The Reversal is typical, superior fare from Michael Connelly. The book works fine as a standalone but will be more enjoyable if you have read previous novels in the series, particularly the more recent ones (starting with The Lincoln Lawyer) in which Haller appears. As well as a classic investigative plot, the author is interested in exploring the human costs of crime and of the criminal justice system. As an aside I was quite shocked to realise that while a trial is under way in the US, the jurors, defence and prosecution teams all mix together in the breaks between the court sessions.
At the heart of this novel is the testimony of Sarah, the sister of the girl who was killed. Before the trial starts, Bosch and Maggie track her down and find out what has happened to her in the intervening years, since the “shearing of life that happened at that moment” when her sister was taken. This phrase speaks directly to the appeal of Connelly’s books – in modern, materialistic, shallow and crime-ridden America, the author understands this “shearing” of a life that can happen in a single moment and change it forever, and his characters are those who are there for those people in the ensuing years - to speak up for them, defend and protect them.
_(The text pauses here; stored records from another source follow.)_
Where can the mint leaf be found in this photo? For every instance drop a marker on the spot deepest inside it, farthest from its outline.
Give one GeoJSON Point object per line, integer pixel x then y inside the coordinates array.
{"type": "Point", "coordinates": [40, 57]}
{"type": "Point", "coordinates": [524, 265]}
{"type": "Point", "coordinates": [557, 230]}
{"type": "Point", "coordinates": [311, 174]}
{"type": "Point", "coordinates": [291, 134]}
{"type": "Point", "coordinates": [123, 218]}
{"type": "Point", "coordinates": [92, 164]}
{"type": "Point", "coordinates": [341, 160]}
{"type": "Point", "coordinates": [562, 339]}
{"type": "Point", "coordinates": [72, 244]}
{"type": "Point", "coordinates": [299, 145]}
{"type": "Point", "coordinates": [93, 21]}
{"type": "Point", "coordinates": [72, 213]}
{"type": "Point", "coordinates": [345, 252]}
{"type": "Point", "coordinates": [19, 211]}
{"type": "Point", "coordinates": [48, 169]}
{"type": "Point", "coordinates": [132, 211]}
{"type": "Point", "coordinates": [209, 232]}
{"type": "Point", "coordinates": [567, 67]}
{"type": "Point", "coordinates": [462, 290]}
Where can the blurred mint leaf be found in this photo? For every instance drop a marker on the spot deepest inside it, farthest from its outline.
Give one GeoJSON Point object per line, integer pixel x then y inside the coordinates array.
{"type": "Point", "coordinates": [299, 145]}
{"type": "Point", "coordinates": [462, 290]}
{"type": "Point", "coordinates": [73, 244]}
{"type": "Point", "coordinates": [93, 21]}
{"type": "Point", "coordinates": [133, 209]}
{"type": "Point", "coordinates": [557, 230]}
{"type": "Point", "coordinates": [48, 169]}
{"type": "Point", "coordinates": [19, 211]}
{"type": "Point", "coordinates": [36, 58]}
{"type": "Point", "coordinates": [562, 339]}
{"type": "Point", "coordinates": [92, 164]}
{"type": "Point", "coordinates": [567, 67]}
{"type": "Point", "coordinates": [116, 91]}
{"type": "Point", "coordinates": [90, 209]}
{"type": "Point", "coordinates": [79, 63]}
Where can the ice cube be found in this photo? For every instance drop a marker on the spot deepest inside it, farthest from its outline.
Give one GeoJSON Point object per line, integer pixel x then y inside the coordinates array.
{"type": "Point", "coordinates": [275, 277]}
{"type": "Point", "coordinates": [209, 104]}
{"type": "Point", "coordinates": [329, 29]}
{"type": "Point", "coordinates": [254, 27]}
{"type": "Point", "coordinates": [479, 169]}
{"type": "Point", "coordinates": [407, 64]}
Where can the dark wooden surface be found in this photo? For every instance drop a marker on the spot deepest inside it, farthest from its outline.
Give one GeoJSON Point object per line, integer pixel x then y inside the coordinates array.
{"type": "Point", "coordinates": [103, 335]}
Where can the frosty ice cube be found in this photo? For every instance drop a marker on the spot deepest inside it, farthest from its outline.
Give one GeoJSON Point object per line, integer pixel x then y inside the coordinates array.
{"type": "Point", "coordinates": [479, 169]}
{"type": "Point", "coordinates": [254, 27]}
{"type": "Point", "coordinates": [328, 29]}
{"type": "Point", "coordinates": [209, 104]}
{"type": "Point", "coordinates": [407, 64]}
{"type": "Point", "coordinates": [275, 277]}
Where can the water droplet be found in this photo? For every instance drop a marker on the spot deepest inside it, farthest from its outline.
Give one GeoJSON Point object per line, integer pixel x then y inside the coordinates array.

This is big-picture stuff, but there are also plenty of little observations that make this book (in common with others by Connelly) a joy – for example when Maggie is briskly summarising the case at the outset and fails to notice, unlike Haller (Bosch’s half-brother, and more in tune with him), that “Bosch is somebody who still used the phone book instead of the internet.”
Connelly builds up the suspense in The Reversal, but does not end this novel in any of the ways one might think based on the various plotlines. It is as if the author realises he does not need to provide a manufactured climax, but can satisfy the reader by simply telling it like it is.